Imran Tahir will turn 40 two months before South Africa pack their bags for the 2019 World Cup. Any thoughts of retirement, however, are far from his mind as he focuses on staying at his best for what could be a career-defining event. When he does go, he wants to make sure it's with his head held high.
"I'm trying to go as long as I can," Tahir said as South Africa prepared for the second ODI of their series against Zimbabwe in Bloemfontein. "Make sure I enjoy my game and I give what the team requires of me. I wouldn't want to overstay in the team for too long. I want to leave with respect."

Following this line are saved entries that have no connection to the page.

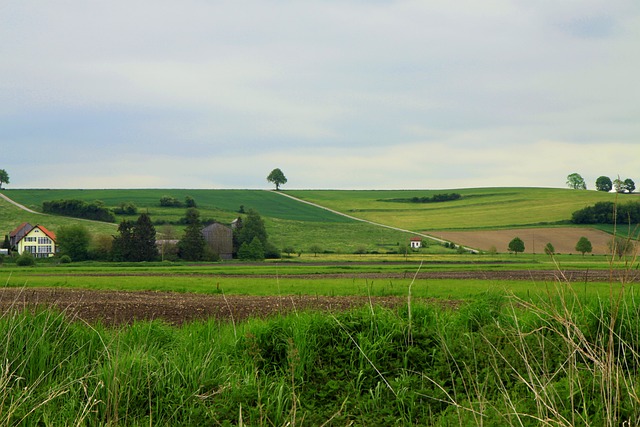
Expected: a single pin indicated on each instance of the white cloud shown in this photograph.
(384, 94)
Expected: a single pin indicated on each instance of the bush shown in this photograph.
(26, 260)
(126, 208)
(79, 209)
(170, 202)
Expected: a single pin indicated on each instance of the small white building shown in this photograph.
(415, 242)
(38, 241)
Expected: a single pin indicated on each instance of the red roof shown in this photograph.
(50, 234)
(20, 227)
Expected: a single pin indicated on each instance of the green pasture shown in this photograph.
(315, 278)
(11, 217)
(222, 205)
(457, 289)
(289, 223)
(300, 226)
(479, 208)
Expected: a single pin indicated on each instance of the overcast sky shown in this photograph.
(344, 94)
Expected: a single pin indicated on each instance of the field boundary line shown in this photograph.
(366, 220)
(26, 209)
(23, 207)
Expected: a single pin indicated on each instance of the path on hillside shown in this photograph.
(23, 207)
(426, 236)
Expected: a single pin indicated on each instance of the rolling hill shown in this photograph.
(300, 225)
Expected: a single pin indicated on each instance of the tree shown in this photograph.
(144, 240)
(583, 246)
(576, 181)
(315, 249)
(73, 241)
(192, 245)
(603, 183)
(252, 226)
(516, 245)
(253, 251)
(122, 247)
(621, 246)
(190, 202)
(277, 177)
(629, 185)
(4, 177)
(549, 249)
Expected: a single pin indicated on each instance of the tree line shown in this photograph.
(136, 241)
(603, 183)
(608, 213)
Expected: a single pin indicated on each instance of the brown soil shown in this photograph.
(121, 307)
(563, 239)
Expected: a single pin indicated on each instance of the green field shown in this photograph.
(289, 223)
(514, 352)
(299, 225)
(479, 208)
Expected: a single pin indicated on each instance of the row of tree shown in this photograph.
(603, 183)
(136, 241)
(79, 209)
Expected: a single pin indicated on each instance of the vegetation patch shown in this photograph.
(436, 198)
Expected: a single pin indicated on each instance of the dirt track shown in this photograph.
(121, 307)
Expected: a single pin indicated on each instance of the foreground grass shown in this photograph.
(561, 360)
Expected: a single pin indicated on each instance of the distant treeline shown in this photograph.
(79, 209)
(436, 198)
(603, 213)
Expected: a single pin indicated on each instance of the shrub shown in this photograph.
(126, 208)
(171, 202)
(79, 209)
(26, 260)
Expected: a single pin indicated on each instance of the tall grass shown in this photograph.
(562, 359)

It's also clear just how much it would mean to Tahir to leave the international game a World Cup winner, and he said if South Africa did win the tournament, he'd probably "call it".
"It's a bit early for me to say anything [about retirement]," he said. "I'm loving the game at the moment. One thing I can say, if we win the world cup then I'll definitely probably call it. It's early for me, and I'm enjoying every opportunity I get to play for South Africa."

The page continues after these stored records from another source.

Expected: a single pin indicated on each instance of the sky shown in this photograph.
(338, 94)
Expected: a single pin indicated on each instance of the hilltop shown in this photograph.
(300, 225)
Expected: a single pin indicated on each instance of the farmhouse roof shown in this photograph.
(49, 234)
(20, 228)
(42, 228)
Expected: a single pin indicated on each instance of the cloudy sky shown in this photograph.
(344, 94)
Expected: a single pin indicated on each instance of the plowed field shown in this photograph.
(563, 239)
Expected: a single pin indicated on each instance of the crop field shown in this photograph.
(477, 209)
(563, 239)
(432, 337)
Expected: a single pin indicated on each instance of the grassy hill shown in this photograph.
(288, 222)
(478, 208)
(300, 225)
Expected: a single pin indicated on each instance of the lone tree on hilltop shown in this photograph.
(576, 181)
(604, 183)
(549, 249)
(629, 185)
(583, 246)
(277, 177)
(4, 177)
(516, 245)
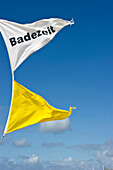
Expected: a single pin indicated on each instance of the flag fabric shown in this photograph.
(29, 108)
(24, 39)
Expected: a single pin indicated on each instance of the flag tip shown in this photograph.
(72, 21)
(2, 139)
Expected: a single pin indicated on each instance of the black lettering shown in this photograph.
(34, 35)
(52, 29)
(39, 33)
(20, 40)
(12, 41)
(27, 37)
(49, 30)
(45, 32)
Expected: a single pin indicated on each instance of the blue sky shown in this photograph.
(74, 69)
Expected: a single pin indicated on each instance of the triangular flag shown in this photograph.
(29, 108)
(24, 39)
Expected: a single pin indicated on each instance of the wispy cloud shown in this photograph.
(21, 143)
(108, 145)
(34, 162)
(55, 126)
(52, 144)
(31, 160)
(105, 159)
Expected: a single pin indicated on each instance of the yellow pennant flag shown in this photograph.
(28, 108)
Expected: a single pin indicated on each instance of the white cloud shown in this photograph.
(68, 159)
(105, 160)
(21, 143)
(55, 126)
(52, 144)
(31, 160)
(98, 147)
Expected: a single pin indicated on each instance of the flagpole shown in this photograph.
(10, 106)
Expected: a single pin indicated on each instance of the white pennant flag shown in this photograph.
(24, 39)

Tahir had been left out of South Africa's squad for their trip to Sri Lanka so that the coach and selectors could have a look at some of the team's other spin options - namely Tabraiz Shamsi and Keshav Maharaj. As a result, Tahir hadn't played an ODI since February before he returned against Zimbabwe on Sunday, but there was no rust on his wrong 'un as Tahir - ever the journeyman - spent his time 'off' playing T20 cricket in the Vitality Blast and the Caribbean Premier League. "I've been playing the game, which is very good for me," he said, "I'd rather be playing than having a rest."
Tahir picked up a Vitality Blast contract with Durham (astonishingly, the seventh county he has represented), and quickly allayed any fears over his sharpness in cricket's shortest, youngest format with 15 miserly dismissals, reviving his team's campaign. He then went on to play a crucial role in Guyana Amazon Warriors' run to the CPL final. He was the third-highest wicket taker at the CPL, with 16 scalps at an average of 17.75 and an economy rate of under a run a ball.

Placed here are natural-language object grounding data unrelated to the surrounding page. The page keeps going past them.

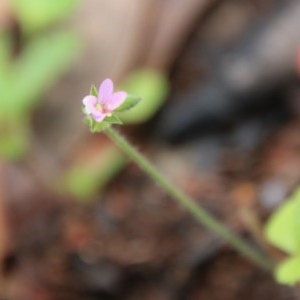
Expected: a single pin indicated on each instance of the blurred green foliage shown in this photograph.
(44, 55)
(152, 87)
(35, 15)
(283, 231)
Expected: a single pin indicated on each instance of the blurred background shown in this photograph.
(220, 116)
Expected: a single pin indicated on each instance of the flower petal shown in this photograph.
(99, 118)
(89, 103)
(116, 100)
(105, 90)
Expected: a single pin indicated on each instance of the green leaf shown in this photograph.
(38, 14)
(129, 103)
(93, 91)
(113, 119)
(288, 272)
(153, 87)
(282, 229)
(41, 63)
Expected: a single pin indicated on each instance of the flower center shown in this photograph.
(102, 108)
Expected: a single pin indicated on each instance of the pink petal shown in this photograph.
(116, 100)
(99, 118)
(105, 90)
(89, 103)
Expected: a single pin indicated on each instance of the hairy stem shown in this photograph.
(196, 210)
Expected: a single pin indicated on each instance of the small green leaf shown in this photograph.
(288, 272)
(113, 119)
(282, 229)
(152, 86)
(93, 91)
(35, 15)
(129, 102)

While his short format bowling rhythm is certainly in working order, maintaining fitness is particularly important for Tahir as he tries to stay in peak bowling condition, and he admitted that South Africa's training standards set the bar high. "I've been working really hard on my fitness," he said. "We've got so many fit guys in our team, so if you want to keep the standards up, a guy like me, I need to be really up from a fitness point of view and make an impact. It's going to be a challenge, but I'm the kind of guy who loves challenges.
"I'm trying to focus my training and take that into the World Cup. I'm developing some bowling and fielding plans and things like that. And preparing for some difficult times when I might need to bowl, and I need to be really up for it whenever the captain needs me to bowl."
In many ways, Tahir's situation is similar to that of Dale Steyn. Both are in the twilight of their international careers, vital cogs in South Africa's World Cup plans, and happy to fill a double role of mentoring and guiding the young players around them. Tahir is particularly excited by the prospect of potentially playing in the same starting XI as Shamsi, who he labelled a "mystery bowler".
"It's a really exciting time that we have another mystery bowler, Shamsi, and I'm really looking forward to playing with him if we play both together in any game. We do talk a lot about the game and make plans well in advance in any series or any game. And from my point of view I'm more than happy to help anyone who wants to talk about spin.
"It's nice to see the spinners coming up. I'm really looking forward to sharing my knowledge with him, and with all the spinners I play with, even at franchise level for Dolphins."
Indeed, Tahir's value to any team comes not just in the form of his nagging legspin variations, but in his immense, almost unparalleled experience in having represented no less than 37 professional cricket teams. He's picked up wisdom and dispensed advice virtually the world over.
"I always try to help spinners as much as I can wherever I go and play, anywhere in the world. I love to talk about bowling, and whoever comes for help I'm always there. Even in IPL, PSL, I try to help the youngsters as much as I can."
Tahir's epic cricket pilgrimage has taken him from age group to county, franchise to province, around the world and finally onto the international stage. The journey has made him the quintessential team man.
"I want to take as many wickets as I can for South Africa," he said. "But it's not always your personal performance. It's always nice when you do perform, but it's more important what the team requires from you."